Сицилийский специалист (Льюис) - страница 111

Когда его почти настиг первый из четверых, он нырнул за дерево, потом выскочил, ничего не соображая, как окруженный собаками олень. Наконец они поймали его; он стоял спиной к дереву, с открытым ртом, чтобы легче дышать, и слюна текла у него по подбородку. Они не спешили, стараясь отдышаться, ухмыляясь и переглядываясь, и не могли решить, с чего начать.

Наступал вечер, жизнь вокруг замерла, и самый воздух, казалось, пропитался тишиной. По небу, закрывая его, словно ставнями, скользили облака. Чайки, прилетавшие с побережья к прудам возле Уэбстера, летели назад.
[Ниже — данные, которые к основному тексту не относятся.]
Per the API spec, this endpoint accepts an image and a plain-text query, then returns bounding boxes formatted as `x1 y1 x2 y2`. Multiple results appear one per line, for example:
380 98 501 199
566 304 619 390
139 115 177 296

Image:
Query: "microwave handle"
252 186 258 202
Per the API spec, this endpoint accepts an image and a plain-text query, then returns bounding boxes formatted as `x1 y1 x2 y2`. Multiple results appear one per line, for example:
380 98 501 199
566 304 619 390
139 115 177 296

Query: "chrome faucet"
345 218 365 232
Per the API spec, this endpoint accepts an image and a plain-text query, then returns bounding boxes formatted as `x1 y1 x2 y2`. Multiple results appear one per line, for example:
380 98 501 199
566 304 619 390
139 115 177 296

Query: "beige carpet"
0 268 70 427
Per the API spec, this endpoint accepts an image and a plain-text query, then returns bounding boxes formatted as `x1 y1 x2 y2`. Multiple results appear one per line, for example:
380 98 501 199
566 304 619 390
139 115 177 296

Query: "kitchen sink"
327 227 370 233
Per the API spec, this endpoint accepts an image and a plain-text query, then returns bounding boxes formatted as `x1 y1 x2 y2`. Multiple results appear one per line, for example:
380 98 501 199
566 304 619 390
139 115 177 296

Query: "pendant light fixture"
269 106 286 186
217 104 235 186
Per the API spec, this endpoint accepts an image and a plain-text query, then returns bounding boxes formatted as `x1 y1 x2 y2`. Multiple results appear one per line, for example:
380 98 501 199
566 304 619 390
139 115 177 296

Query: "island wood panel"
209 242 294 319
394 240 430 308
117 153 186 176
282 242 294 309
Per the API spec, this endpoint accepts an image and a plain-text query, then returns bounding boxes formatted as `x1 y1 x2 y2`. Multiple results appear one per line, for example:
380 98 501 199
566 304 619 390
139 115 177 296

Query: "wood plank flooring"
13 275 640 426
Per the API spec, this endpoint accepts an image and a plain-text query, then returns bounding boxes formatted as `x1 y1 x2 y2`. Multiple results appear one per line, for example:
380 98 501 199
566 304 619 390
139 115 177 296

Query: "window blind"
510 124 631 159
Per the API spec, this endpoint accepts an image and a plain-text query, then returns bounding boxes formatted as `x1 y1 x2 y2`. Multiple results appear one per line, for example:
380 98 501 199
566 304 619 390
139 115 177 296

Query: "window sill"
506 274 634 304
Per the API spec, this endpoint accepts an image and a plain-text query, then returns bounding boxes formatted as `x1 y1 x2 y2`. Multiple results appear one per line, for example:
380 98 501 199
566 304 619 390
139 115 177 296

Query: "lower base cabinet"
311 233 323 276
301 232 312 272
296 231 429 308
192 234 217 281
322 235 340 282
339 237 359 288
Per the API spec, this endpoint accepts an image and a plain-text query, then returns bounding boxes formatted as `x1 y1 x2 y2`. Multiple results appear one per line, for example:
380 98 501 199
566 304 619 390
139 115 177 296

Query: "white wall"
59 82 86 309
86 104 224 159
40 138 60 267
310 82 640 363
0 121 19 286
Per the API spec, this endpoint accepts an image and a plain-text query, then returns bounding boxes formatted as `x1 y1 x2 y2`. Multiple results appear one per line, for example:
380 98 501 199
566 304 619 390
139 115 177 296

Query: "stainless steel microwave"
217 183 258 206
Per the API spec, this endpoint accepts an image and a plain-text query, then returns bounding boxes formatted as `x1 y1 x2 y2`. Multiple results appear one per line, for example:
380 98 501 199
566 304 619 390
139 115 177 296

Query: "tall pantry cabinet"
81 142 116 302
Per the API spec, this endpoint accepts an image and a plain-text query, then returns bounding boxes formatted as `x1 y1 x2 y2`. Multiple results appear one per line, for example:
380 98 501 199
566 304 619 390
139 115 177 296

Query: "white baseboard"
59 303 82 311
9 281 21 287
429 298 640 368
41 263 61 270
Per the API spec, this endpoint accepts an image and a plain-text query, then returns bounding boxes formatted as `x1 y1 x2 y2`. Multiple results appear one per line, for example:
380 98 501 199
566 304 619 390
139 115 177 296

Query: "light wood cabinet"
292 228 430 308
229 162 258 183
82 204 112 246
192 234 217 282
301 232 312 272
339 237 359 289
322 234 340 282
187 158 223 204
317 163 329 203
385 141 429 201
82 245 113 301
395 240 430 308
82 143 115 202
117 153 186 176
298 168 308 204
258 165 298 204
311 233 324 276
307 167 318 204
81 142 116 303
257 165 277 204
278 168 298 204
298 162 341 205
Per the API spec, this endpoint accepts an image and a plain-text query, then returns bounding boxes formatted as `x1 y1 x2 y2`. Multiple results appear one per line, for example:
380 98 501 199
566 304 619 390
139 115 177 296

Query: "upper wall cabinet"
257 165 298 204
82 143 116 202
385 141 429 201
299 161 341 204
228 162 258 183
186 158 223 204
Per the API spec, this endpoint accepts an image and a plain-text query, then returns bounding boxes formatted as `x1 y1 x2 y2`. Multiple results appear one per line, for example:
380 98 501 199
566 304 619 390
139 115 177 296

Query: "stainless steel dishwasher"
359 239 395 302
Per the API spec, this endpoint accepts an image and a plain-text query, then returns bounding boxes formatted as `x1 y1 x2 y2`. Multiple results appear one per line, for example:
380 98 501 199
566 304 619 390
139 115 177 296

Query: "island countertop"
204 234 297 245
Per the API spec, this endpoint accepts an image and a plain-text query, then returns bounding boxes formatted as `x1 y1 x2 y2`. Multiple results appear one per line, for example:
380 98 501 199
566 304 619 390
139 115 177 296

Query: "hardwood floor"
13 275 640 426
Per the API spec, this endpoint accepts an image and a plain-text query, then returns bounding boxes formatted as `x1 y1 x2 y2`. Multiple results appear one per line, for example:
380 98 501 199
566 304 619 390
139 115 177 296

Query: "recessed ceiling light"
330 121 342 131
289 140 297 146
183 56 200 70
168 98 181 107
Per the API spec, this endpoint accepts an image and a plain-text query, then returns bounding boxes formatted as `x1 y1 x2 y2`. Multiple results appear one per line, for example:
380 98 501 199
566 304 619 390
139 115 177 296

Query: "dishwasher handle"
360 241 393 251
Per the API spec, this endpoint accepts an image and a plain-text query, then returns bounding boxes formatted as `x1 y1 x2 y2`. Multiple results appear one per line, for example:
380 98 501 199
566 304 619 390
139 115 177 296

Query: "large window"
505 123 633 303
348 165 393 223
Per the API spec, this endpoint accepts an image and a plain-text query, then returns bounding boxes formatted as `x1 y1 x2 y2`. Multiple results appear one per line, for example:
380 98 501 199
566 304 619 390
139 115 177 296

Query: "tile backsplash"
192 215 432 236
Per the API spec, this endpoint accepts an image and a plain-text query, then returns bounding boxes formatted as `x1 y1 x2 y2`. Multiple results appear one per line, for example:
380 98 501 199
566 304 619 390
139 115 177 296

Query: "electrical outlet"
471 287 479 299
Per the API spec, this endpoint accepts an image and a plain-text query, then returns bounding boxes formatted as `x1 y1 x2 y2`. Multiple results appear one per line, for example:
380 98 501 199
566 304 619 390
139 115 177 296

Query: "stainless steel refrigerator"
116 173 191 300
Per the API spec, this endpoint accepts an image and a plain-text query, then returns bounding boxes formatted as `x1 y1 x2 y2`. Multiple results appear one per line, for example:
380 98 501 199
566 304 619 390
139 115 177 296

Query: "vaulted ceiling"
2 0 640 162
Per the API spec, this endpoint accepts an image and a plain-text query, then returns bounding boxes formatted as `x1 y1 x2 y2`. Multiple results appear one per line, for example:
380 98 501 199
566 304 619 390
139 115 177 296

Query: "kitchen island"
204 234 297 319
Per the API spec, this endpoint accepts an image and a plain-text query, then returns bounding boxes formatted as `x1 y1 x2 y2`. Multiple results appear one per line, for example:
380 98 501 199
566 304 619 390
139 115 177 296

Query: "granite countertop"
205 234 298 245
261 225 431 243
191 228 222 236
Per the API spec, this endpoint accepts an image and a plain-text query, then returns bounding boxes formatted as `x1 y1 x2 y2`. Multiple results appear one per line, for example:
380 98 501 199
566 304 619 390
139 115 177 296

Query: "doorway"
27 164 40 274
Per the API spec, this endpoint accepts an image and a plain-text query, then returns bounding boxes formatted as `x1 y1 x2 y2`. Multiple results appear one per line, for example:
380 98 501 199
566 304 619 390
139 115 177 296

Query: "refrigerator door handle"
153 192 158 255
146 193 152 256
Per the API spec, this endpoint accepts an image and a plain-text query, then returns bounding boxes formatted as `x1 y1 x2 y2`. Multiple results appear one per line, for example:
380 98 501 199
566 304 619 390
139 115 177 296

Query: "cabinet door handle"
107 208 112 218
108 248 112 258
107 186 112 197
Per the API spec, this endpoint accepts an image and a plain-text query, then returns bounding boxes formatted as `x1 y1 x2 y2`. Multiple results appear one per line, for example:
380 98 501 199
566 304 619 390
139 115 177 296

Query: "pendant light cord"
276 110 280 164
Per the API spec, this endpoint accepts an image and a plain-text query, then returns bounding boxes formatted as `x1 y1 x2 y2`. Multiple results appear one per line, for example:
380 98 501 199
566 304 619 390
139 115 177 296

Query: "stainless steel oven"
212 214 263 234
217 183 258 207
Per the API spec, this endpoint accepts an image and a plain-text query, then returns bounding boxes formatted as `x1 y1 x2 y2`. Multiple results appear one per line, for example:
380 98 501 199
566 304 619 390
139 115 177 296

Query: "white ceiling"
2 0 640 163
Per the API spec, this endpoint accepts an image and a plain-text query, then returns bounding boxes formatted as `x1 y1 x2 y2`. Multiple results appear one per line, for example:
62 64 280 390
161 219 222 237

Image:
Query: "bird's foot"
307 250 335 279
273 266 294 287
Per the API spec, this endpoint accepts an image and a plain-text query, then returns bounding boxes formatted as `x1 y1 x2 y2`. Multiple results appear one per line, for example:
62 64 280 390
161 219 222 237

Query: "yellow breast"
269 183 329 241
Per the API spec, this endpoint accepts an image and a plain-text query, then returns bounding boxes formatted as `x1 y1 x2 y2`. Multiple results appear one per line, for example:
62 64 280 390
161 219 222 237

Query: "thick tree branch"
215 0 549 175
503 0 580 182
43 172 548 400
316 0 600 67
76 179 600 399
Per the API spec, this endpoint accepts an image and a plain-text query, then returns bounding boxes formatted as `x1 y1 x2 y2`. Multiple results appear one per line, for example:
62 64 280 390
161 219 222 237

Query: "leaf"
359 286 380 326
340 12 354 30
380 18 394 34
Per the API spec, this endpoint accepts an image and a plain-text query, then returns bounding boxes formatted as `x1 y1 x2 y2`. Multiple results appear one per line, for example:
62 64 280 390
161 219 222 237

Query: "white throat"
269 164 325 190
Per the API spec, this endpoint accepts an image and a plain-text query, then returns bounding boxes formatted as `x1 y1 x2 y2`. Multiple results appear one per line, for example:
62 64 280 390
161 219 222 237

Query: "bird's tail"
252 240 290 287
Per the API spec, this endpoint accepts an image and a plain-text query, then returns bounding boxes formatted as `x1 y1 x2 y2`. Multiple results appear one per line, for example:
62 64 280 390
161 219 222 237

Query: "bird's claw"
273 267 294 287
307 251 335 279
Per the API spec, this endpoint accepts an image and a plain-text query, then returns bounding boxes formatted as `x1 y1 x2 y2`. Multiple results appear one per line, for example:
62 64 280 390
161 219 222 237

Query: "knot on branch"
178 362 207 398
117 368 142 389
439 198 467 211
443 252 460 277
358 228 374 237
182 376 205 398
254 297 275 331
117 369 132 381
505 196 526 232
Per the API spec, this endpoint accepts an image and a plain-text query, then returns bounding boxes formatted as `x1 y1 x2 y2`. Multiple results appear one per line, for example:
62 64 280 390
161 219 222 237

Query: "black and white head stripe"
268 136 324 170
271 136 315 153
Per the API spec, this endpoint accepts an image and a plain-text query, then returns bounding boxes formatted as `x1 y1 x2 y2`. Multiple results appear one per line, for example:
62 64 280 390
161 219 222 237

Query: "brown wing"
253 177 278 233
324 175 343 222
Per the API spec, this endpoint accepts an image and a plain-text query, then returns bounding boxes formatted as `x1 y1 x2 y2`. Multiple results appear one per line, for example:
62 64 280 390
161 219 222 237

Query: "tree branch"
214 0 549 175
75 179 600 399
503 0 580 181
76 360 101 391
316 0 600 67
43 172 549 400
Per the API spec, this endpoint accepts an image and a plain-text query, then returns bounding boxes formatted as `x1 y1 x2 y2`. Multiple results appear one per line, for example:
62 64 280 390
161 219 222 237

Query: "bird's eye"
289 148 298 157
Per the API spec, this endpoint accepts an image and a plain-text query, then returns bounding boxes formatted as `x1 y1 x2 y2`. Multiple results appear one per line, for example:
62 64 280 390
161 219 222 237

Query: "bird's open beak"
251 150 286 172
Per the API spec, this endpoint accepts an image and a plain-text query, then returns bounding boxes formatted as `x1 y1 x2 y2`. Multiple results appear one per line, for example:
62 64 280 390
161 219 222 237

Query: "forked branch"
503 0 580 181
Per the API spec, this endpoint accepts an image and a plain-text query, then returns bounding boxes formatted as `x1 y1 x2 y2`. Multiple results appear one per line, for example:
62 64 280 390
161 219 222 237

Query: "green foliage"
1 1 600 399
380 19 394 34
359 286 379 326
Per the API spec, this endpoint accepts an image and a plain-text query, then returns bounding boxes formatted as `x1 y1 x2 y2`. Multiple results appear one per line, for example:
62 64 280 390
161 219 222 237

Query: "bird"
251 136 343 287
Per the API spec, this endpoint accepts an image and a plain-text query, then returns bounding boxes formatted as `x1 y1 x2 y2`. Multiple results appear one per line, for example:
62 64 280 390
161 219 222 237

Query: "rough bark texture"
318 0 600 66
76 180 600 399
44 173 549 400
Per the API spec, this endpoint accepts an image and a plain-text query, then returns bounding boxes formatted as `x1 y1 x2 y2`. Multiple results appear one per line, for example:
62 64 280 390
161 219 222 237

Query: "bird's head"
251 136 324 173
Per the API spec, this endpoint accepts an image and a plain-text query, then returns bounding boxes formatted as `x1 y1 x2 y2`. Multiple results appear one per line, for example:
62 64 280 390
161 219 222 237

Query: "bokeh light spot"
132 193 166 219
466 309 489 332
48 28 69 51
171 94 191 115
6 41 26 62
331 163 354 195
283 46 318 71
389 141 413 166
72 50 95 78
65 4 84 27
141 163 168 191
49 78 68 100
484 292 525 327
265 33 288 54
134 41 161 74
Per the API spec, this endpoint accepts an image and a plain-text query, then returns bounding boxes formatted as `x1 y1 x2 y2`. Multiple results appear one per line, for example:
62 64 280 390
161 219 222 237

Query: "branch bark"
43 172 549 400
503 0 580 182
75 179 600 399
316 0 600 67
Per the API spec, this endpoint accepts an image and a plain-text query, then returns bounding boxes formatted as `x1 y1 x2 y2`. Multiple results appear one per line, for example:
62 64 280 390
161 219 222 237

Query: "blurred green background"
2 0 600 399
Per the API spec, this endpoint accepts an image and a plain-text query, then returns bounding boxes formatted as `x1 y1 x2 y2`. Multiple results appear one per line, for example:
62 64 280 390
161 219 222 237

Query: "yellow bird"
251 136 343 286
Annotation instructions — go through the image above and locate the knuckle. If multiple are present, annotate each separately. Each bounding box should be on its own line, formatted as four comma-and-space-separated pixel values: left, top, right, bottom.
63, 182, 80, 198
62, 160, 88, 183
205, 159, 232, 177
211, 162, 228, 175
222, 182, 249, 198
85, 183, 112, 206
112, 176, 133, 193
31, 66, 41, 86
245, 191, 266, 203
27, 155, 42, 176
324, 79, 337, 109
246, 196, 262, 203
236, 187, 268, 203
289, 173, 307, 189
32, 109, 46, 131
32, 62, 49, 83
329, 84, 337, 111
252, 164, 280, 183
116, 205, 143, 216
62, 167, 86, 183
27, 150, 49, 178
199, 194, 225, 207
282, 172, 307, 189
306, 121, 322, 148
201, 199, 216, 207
За оградой горел красный огонек машины, но Джонни Вентура исчез. Он отправился по проселочной дороге за помощью в «Дофин» и прошел всего полпути. Тени легли в низинах, и лица окружавших Виктора пуэрториканцев пожелтели в угасавшем свете дня. Ими, казалось, овладело смущение, почти стыд. Охваченный страхом разум Виктора выискивал слова, которые могли бы смягчить сердца, извинения, за которыми можно было бы укрыться, взятки, которые помогли бы отсрочить исполнение приговора.

— Ребята, послушайте, я ведь ничего плохого не сделал, — вот и все, что ему пришло в голову.

Старший из пуэрториканцев, который все время улыбался, сейчас помрачнел и, казалось, задумался над мольбой Виктора. Хмурясь и нервно поеживаясь, он стоял, широко расставив ноги и держа обеими руками свою кирку, а остальные с тревогой оглядывались по сторонам.

— Anda — начнем, — сказал один из них. Ему не терпелось приступить к делу, хотя он испытывал неловкость и отводил взгляд в сторону.

До этой минуты они казались группой случайно встретившихся на углу людей, которые не знают, о чем говорить, и ждут, кто первым нарушит молчание.

— Хотите мою машину, а? — спросил Виктор. Голос его был хриплым от волнения, но надежды в нем не слышалось.

Застенчивый, не поднимая глаз, ответил:

— Мистер Стивенс, нам нужны вы, а не ваша вонючая машина.

— Matalo, — сказал третий. — Рог que estamos esperando?[22]

Они спорили шепотом, словно опасаясь, что их подслушают, и размахивали своими остроконечными кирками. Речь, по — видимому, шла о том, кому начинать. «Tu primero». — «No, tu».[23] Первый удар, нерешительный, неловкий, несильный, удар отца, который обязан наказать любимое дитя, нанес пуэрториканец, переставший улыбаться. Виктор правой рукой парировал этот удар, но в ту же секунду застенчивый размахнулся и, саданув изо всей силы, сломал в двух местах Виктору челюсть. Потом что — то, как молотком, стукнуло его по правой скуле. Он упал на колени, опираясь на поврежденную руку и стараясь не лечь на землю, потому что сквозь боль к нему пришла мысль, что если он ляжет, то уже не встанет. Если бы он помнил слова хоть одной молитвы, он стал бы молиться. Но он их не помнил и принялся взывать к собственной матери. Последним ударом ему сломали несколько ребер, обломок кости вонзился в легкое, и из него вышел воздух. После этого он уже не мог говорить, хотя губы его, залитые алой кровью из легкого, все еще пытались произнести слово «мама».